R: "Nous avons besoin d'inclusivité, besoin qu'ils viennent et nous ne pouvons pas imaginer une COP plus petite à cause des problèmes de logement. Nous devons obtenir des chambres et nous faisons tout ce qui est possible pour cela. Sinon la COP aurait vraiment un problème de légitimité".
Q: Cette question logistique n'éclipse-t-elle pas le fond?
R: "Le Brésil a choisi une ville qui n'est pas le premier choix en matière d'infrastructures, c'est vrai... Mais nous pensons que Belem a aussi une symbolique très puissante.
Je crois qu'on peut surmonter la plupart de ces difficultés pour que ce soit une COP vraiment exceptionnelle, avec des résultats très forts et des délégués qui se sentiront à l'aise dans une ville qui a d'énormes qualités".
Q: Pourquoi insister autant sur "l'agenda de l'action", qui regroupe des engagements volontaires d'entreprises ou d'États?
R: "Cet agenda est interprété par beaucoup de gens comme quelque chose de parallèle aux COP et qui pourrait être considéré comme une distraction. Mais nous avons décidé de transformer cela en instrument de mise en œuvre."
Q: Mais n'est-ce pas au détriment des engagements contraignants dans le cadre des négociations?
R: "Nous prenons ce qui a déjà été décidé par consensus par les pays. Mais pour la mise en œuvre, nous n'avons pas besoin de consensus: certains pays prendront une direction, d'autres une autre direction. Certains secteurs d'activité peuvent s'engager sur des choses que le pays dans son ensemble ne peut pas promettre...
Nous avons vérifié les plus de 400 initiatives annoncées depuis le début de l'agenda de l'action (en 2021) pour être sûrs qu'on utilise ce qui s'est déjà passé plutôt que de réinventer la roue".
Q: La COP28 s'est conclue sur un accord pour abandonner les énergies fossiles: est-ce que des horizons précis seront fixés pour le pétrole et le gaz? Et le Brésil, où Lula veut faire de l'exploration pétrolière près de l’embouchure de l’Amazone, est-il le meilleur endroit pour ces discussions?

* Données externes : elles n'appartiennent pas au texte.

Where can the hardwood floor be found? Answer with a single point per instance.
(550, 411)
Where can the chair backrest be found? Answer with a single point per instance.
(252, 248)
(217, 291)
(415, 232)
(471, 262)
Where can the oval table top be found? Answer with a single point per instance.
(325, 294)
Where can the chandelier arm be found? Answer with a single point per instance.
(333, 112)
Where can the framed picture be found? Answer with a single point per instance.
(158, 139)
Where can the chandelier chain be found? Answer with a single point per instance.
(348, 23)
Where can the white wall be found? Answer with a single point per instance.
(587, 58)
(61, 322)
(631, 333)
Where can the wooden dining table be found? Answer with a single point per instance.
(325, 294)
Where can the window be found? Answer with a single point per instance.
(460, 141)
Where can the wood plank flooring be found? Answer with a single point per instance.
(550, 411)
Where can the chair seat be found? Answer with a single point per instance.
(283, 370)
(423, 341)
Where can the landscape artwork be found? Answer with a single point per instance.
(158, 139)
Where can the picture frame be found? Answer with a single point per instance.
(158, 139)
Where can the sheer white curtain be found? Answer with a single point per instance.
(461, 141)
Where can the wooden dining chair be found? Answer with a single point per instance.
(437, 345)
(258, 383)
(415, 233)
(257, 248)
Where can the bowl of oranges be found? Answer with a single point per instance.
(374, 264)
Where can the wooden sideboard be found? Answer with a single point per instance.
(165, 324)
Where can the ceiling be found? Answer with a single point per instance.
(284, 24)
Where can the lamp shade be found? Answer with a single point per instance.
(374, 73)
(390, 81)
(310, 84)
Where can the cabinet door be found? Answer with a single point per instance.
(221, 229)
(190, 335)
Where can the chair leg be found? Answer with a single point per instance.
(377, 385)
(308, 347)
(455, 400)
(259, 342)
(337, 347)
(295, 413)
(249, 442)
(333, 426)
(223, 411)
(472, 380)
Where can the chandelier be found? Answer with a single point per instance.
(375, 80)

R: "On s'est tous mis d'accord sur le fait que chaque pays aura sa propre manière d'y arriver et les entreprises auront leur propre chemin pour y contribuer. Il est bien plus important d'avoir des actions supplémentaires plutôt que d'avoir peut-être de nouveaux textes.

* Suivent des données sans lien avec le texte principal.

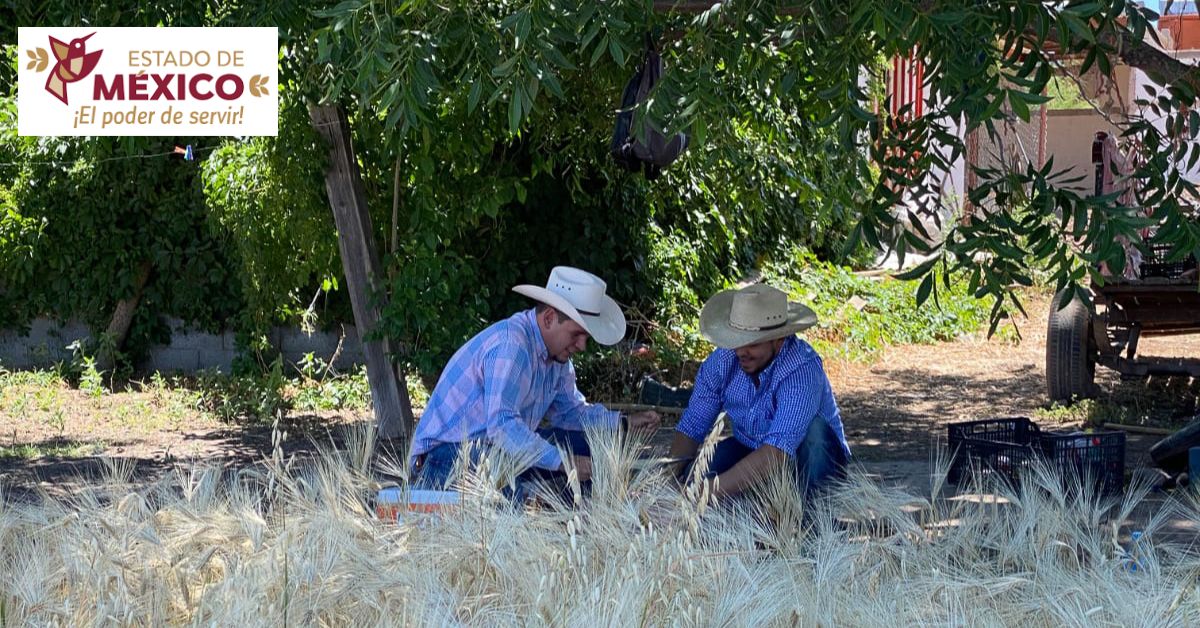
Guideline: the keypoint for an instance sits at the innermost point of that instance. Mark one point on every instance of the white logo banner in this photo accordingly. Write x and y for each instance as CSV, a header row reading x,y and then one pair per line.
x,y
148,82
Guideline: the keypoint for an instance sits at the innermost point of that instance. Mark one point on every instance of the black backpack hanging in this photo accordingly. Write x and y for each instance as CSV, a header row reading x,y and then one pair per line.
x,y
657,151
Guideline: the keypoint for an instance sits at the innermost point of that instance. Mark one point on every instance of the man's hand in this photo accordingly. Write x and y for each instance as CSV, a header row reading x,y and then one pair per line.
x,y
582,467
645,422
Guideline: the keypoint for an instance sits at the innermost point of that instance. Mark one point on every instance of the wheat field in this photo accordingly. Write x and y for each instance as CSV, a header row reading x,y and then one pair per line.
x,y
297,543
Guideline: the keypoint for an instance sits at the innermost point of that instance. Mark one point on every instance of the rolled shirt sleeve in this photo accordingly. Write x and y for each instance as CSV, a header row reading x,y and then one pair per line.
x,y
503,389
570,410
797,402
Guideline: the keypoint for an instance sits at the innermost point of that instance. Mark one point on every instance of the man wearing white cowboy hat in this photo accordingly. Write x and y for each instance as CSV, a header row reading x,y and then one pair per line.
x,y
773,388
498,387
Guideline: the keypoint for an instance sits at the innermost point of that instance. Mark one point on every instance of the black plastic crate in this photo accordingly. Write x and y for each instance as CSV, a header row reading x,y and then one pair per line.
x,y
1011,447
993,443
1091,456
1155,263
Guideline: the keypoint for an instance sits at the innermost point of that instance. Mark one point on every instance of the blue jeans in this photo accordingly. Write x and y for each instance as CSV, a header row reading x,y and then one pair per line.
x,y
439,461
819,460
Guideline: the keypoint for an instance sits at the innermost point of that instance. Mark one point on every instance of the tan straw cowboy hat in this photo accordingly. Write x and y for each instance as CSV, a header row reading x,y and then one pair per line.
x,y
755,314
581,297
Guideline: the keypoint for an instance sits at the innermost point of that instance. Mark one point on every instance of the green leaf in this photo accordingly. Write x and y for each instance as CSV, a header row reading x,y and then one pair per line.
x,y
923,292
477,89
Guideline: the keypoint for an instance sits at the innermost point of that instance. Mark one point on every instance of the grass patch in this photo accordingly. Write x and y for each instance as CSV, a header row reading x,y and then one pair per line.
x,y
53,449
859,315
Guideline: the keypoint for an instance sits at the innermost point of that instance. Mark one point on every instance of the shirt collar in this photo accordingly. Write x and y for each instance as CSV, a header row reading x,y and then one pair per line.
x,y
768,374
539,344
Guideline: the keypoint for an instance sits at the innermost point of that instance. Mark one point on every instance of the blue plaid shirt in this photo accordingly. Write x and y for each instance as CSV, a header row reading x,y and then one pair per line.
x,y
498,387
792,392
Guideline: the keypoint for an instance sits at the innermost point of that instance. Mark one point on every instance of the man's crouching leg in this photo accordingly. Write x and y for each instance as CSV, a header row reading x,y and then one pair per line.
x,y
820,459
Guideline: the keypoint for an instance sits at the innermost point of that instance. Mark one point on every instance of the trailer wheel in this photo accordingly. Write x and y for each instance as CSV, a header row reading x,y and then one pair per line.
x,y
1071,362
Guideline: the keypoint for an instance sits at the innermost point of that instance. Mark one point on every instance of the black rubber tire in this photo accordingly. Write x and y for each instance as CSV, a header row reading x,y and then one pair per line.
x,y
1071,363
1171,453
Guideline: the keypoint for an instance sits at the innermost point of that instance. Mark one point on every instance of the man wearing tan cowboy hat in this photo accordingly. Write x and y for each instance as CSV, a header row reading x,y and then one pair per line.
x,y
498,387
773,388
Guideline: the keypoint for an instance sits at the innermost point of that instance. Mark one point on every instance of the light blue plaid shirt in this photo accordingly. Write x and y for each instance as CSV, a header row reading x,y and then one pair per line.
x,y
792,392
498,387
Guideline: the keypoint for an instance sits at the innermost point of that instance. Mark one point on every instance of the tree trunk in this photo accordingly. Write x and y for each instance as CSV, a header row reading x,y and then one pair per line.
x,y
360,262
123,318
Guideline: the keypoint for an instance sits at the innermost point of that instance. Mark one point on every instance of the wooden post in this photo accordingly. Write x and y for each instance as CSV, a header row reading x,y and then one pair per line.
x,y
355,240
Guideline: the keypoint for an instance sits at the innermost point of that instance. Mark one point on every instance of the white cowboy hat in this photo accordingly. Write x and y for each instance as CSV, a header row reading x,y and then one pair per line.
x,y
581,297
755,314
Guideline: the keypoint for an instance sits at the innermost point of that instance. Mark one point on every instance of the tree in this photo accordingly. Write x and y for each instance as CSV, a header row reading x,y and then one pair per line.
x,y
747,67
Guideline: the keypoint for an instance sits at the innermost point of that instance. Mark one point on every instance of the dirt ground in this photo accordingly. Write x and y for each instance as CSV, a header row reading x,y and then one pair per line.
x,y
895,411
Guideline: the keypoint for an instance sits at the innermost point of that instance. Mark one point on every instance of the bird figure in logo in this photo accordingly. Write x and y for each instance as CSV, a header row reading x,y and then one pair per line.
x,y
73,63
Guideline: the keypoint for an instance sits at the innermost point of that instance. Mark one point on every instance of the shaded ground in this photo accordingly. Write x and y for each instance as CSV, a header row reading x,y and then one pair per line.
x,y
895,412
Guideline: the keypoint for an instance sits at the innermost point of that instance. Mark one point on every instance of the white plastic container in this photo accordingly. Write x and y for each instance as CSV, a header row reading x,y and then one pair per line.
x,y
391,502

Cette question est très présente au Brésil parce que le pays est un champion des renouvelables... et en même temps nous ne sommes pas seulement devenus un producteur important de pétrole, nous avons aussi le potentiel pour de nouvelles découvertes. Donc ce débat à l'intérieur du Brésil est très important. Et c'est un débat qui bien entendu intéresse tout le monde".